6 Movies That Directly Influenced the Making of Star Wars

When it came to the creation of Star Wars, George Lucas took inspiration from many sources. Those sources included Edgar Rice's John Carter of Mars novels and Flash Gordon serials.
But, of course, there were also several movies from which Lucas took inspiration for his iconic franchise. In this piece, we'll look over six such examples and review them accordingly.

THX 1138

THX 1138 Poster references
Image Courtesy of Warner Bros.

This is actually one of Lucas' own movies and is considered by many to be a classic sci-fi flick in its own right. Lucas built a world in which humanity appears to be controlled by some kind of dystopian bureaucracy, where robots serve as friendly faceless policemen.

The human populace is devoid of family ties, and freedoms and is controlled by mandatory drugs which cause obedience and reduce the sex drive. This is literally population control where reproduction is carefully managed.

The plot follows the title character “THX 1138” as he and his female “mate” try to escape the rat race of the future. Viewers discover how society functions as he rushes around discovering his true identity.

Lucas later applied this naming concept to Stormtroopers and the concept was more fully fleshed out in The Force Awakens when audiences learned Finn was only named as Poe refused to call him “FN-2187.”

For many a viewer, this was not new territory. Many sci-fi novels and movies like this one have covered similar ground. You have to wonder, however, how interesting this movie would have been to a fresh young mind in 1971.
Apparently, it wasn't initially a particularly popular movie but, following the release of Star Wars six years later, its popularity slowly started to increase as it was discovered by viewers of Lucas' masterpiece – it's now considered something of a cult movie.
If there's one gripe with this movie, it's that the last half an hour before the “big chase” scene is quite long and slow. While some points of discovery are quite chilling (his mate's organs appear to be recycled after she is put to death), it's a hard grind to get to the end.
Be warned, there are major spoilers from here on in…
The faceless robot Policeman gives up the chase of THX 1138 when he is ordered to do so because the allocated budget to capture him has been exceeded by six percent and it's considered cost-effective to let him go.

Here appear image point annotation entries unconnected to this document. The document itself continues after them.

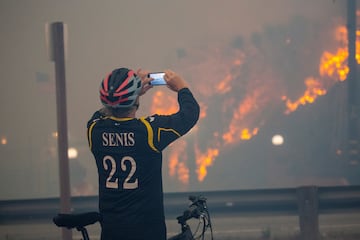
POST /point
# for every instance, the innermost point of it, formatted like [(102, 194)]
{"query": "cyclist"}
[(128, 153)]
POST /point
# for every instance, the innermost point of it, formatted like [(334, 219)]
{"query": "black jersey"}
[(128, 154)]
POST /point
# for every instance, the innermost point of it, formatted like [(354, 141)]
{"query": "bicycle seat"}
[(76, 220)]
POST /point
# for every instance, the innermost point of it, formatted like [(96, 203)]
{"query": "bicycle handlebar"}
[(195, 209)]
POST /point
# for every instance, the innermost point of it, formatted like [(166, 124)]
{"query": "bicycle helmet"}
[(120, 88)]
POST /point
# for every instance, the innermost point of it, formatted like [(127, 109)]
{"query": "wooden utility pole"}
[(353, 87), (57, 33)]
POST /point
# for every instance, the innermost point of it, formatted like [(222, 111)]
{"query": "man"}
[(128, 153)]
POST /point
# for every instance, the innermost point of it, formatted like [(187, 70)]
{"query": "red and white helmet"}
[(120, 88)]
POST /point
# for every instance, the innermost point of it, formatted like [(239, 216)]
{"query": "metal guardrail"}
[(285, 201)]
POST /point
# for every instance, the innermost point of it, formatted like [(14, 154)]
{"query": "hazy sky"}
[(197, 38)]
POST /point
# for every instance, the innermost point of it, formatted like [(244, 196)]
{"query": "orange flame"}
[(313, 90), (333, 66), (204, 160), (218, 72), (163, 104)]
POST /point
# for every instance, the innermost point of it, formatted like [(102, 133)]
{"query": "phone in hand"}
[(158, 78)]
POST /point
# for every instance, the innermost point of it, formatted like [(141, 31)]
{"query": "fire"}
[(163, 104), (332, 68), (204, 160), (241, 97), (314, 89)]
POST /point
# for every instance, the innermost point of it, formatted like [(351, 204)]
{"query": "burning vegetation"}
[(239, 85)]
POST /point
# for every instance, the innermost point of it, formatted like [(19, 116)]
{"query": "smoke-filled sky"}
[(244, 59)]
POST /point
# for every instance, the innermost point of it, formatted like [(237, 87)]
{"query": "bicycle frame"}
[(198, 209)]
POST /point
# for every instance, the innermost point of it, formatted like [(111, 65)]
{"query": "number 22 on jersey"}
[(112, 181)]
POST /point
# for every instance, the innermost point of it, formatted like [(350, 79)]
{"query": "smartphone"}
[(158, 78)]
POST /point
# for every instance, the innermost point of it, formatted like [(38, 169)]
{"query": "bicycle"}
[(196, 210)]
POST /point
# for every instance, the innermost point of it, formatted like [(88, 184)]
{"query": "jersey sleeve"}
[(164, 129)]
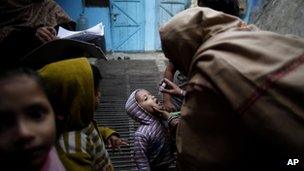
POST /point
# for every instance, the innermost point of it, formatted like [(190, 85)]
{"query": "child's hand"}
[(115, 142), (161, 113), (46, 34), (172, 89)]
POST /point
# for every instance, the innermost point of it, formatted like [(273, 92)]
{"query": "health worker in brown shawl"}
[(27, 24), (244, 104)]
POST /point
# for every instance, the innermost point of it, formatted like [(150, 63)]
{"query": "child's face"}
[(27, 125), (147, 101)]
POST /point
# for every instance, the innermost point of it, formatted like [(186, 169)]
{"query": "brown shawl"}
[(245, 94), (30, 13)]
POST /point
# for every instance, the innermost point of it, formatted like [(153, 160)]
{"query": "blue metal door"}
[(127, 25), (166, 9)]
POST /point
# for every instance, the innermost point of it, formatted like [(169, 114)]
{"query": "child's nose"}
[(24, 131)]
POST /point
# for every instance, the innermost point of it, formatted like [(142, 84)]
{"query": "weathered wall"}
[(282, 16)]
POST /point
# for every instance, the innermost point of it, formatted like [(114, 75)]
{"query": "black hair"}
[(227, 6), (96, 76), (14, 72)]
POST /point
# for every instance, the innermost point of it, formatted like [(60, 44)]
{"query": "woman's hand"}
[(172, 88), (169, 106), (161, 113), (115, 142), (46, 34)]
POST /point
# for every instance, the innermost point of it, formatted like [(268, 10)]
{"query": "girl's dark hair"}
[(227, 6), (96, 75), (14, 72)]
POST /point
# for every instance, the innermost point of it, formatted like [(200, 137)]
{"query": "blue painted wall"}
[(94, 15)]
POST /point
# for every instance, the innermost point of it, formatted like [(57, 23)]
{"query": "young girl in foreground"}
[(27, 125)]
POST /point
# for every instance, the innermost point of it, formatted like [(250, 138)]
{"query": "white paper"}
[(64, 33)]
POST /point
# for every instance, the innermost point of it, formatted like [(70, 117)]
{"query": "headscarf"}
[(258, 73), (30, 13), (136, 112), (70, 88)]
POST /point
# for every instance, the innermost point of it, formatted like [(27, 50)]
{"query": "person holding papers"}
[(25, 25)]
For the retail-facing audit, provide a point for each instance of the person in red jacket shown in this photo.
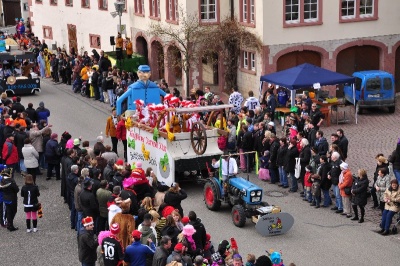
(10, 153)
(345, 180)
(121, 134)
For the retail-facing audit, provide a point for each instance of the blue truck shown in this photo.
(372, 89)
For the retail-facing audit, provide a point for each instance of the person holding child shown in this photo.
(316, 190)
(263, 172)
(30, 193)
(359, 194)
(308, 184)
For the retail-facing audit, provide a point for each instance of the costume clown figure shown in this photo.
(141, 112)
(143, 89)
(195, 117)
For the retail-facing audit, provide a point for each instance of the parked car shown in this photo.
(373, 88)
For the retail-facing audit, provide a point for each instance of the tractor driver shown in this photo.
(229, 166)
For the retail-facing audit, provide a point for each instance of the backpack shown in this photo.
(222, 142)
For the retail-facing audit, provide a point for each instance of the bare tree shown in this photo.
(196, 41)
(230, 37)
(188, 35)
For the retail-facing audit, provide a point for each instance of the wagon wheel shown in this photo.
(198, 138)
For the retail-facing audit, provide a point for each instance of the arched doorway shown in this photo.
(141, 47)
(354, 59)
(174, 59)
(210, 69)
(157, 60)
(297, 58)
(397, 69)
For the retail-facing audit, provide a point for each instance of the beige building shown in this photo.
(340, 35)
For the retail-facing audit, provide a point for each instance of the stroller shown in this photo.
(79, 86)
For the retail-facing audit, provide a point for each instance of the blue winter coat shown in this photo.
(42, 114)
(52, 153)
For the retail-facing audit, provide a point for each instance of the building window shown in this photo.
(348, 9)
(302, 12)
(252, 61)
(310, 10)
(245, 59)
(155, 8)
(358, 10)
(176, 4)
(47, 32)
(139, 7)
(247, 14)
(86, 3)
(172, 13)
(208, 10)
(103, 4)
(292, 11)
(172, 10)
(249, 62)
(366, 8)
(95, 41)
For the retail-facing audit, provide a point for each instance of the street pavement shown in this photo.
(318, 237)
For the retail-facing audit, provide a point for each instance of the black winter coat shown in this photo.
(291, 156)
(51, 153)
(19, 139)
(10, 189)
(87, 246)
(323, 171)
(322, 146)
(72, 181)
(273, 151)
(247, 141)
(174, 199)
(359, 190)
(30, 193)
(130, 194)
(394, 158)
(200, 236)
(335, 172)
(281, 159)
(89, 203)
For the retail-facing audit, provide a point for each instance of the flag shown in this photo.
(256, 163)
(220, 168)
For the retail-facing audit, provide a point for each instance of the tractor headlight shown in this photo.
(255, 199)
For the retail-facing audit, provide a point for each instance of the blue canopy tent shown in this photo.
(305, 76)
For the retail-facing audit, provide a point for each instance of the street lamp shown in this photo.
(119, 8)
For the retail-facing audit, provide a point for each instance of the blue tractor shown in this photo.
(243, 196)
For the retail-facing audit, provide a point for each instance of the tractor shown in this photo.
(244, 197)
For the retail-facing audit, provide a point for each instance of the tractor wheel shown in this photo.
(211, 192)
(238, 216)
(359, 110)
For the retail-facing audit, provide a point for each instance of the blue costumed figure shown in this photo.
(143, 89)
(42, 65)
(2, 45)
(3, 220)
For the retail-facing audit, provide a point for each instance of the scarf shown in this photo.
(115, 121)
(191, 242)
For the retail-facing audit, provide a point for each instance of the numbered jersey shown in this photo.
(112, 251)
(251, 103)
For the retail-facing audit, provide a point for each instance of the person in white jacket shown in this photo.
(31, 158)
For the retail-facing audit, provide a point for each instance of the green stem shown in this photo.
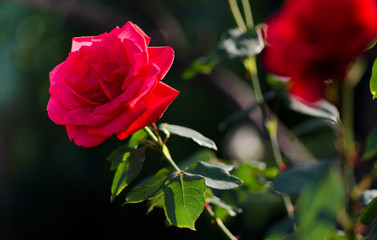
(270, 125)
(248, 14)
(237, 15)
(220, 224)
(348, 122)
(164, 150)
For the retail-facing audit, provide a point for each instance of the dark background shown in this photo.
(52, 189)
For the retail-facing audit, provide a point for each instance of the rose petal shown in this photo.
(137, 90)
(78, 42)
(119, 123)
(132, 32)
(163, 57)
(85, 116)
(80, 136)
(56, 112)
(157, 102)
(150, 80)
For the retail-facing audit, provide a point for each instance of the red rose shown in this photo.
(110, 84)
(312, 41)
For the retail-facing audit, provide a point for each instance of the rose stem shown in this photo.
(251, 66)
(237, 15)
(164, 150)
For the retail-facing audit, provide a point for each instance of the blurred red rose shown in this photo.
(110, 84)
(312, 41)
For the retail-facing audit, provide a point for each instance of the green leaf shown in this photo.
(241, 44)
(293, 179)
(318, 206)
(118, 156)
(203, 155)
(321, 109)
(371, 145)
(188, 133)
(184, 199)
(128, 170)
(216, 175)
(369, 212)
(137, 138)
(149, 188)
(373, 80)
(231, 210)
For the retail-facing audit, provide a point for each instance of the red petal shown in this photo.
(80, 136)
(163, 57)
(157, 102)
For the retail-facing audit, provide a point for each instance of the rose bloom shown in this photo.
(312, 41)
(110, 84)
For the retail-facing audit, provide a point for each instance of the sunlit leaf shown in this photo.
(188, 133)
(241, 44)
(204, 155)
(150, 188)
(216, 175)
(118, 156)
(127, 170)
(184, 199)
(137, 138)
(322, 109)
(318, 206)
(231, 210)
(294, 178)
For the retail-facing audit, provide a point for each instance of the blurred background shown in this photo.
(51, 188)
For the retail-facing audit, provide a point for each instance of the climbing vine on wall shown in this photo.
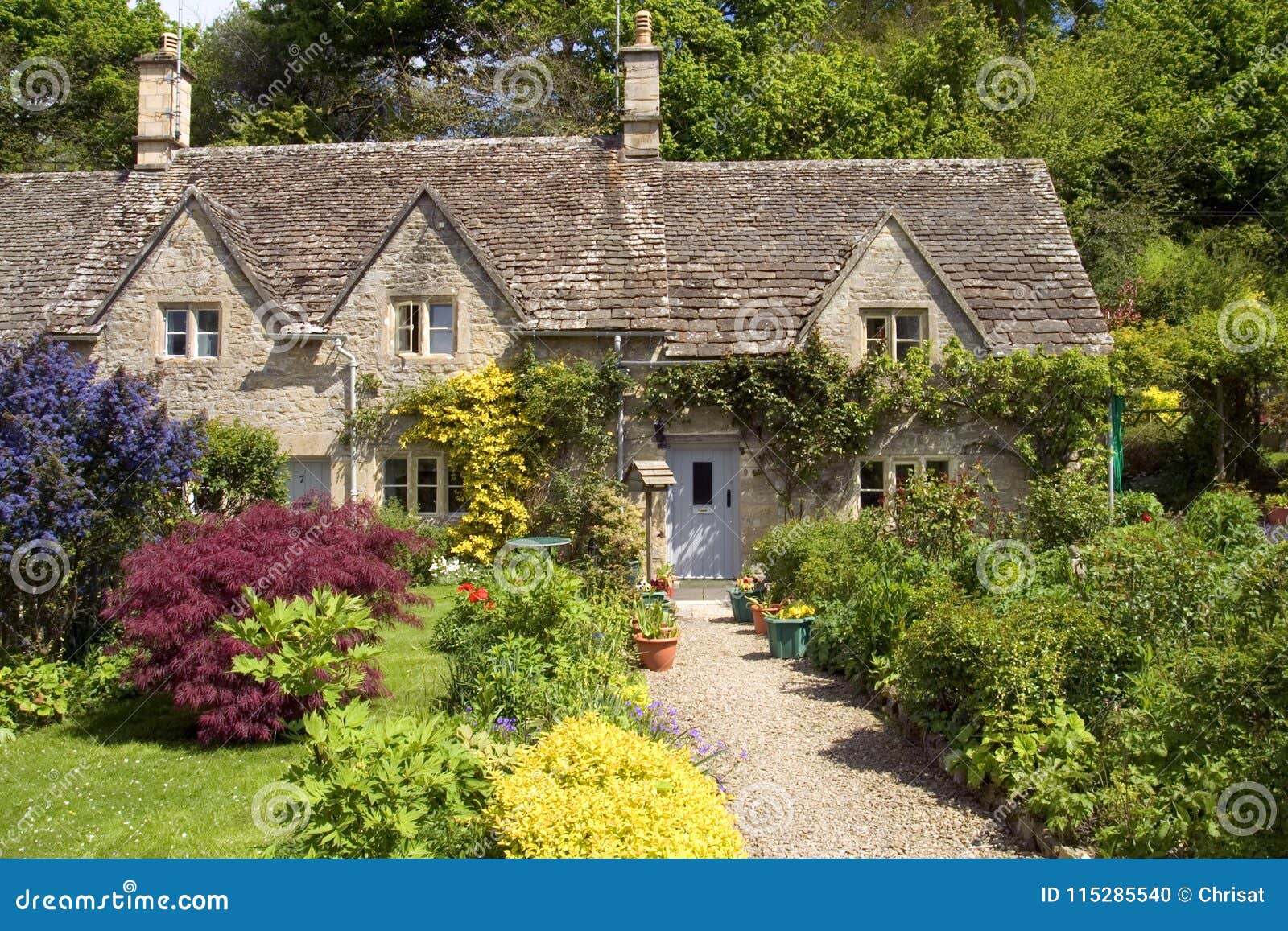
(509, 433)
(811, 407)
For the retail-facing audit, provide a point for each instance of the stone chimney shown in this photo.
(642, 103)
(165, 113)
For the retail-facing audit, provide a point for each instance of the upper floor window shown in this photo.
(894, 332)
(424, 327)
(191, 332)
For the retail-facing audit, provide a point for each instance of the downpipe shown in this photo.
(351, 405)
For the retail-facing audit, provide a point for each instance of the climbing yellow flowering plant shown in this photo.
(509, 435)
(589, 789)
(477, 418)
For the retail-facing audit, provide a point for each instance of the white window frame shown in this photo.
(444, 483)
(191, 332)
(892, 327)
(873, 489)
(415, 317)
(890, 467)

It's a brilliant way to end the movie as the whole point of the story is to demonstrate population control as governed by bureaucracy.

There's a part during the big chase where a background voice says (over some kind of radio system) “I think I ran over a Wookiee back there on the expressway.” We can surmise that this is what influenced the naming of Chewbacca's species.

It's a great movie and it's fun to see how Lucas was shaping up as a director. If you're a fan of sci-fi movies and are prepared to sit through a little bit of plodding along at points, it's definitely worth watching.

Bonus movie inspiration: The liquid Terminator from Terminator 2: Judgment Day was likely somewhat inspired by the silver-faced robot policemen in THX 1138.

Forbidden Planet

forbidden-planet
Image Courtesy of Metro-Goldwyn-Mayer

Most people will have heard of Forbidden Planet. It's the movie that introduced one of the most famous robots in cinema history (before R2-D2 and C-3PO came along), Robby the Robot. What an incredibly strange and wonderful movie it is.

Released in 1956, it was the first big-budget sci-fi movie of the Hollywood era. Apparently a bit of a flop, it quickly gained cult status and is now considered a classic sci-fi movie.

While it's quaint by today's standards, Forbidden Planet features strong sci-fi themes mingled with star-crossed would-be lovers. Some research for this movie reveals that it was loosely based on William Shakespeare's The Tempest, which you can see play out fairly well.

The graphics and special effects were fun to see and they must have been considered pretty fabulous back in the day. It, unsurprisingly, received an Oscar nomination for its effects.

So, what was its influence on Star Wars?

At face value, it's hard to see. Robby the Robot is the key takeaway. When he first meets the spacemen from Earth, he says “I am at your disposal with 187 other languages along with their various dialects and sub-tongues” – which Lucas obviously borrowed for C-3PO. Let's be clear though, Metropolis served as the inspiration for C-3PO's look (we'll watch that movie later, okay?).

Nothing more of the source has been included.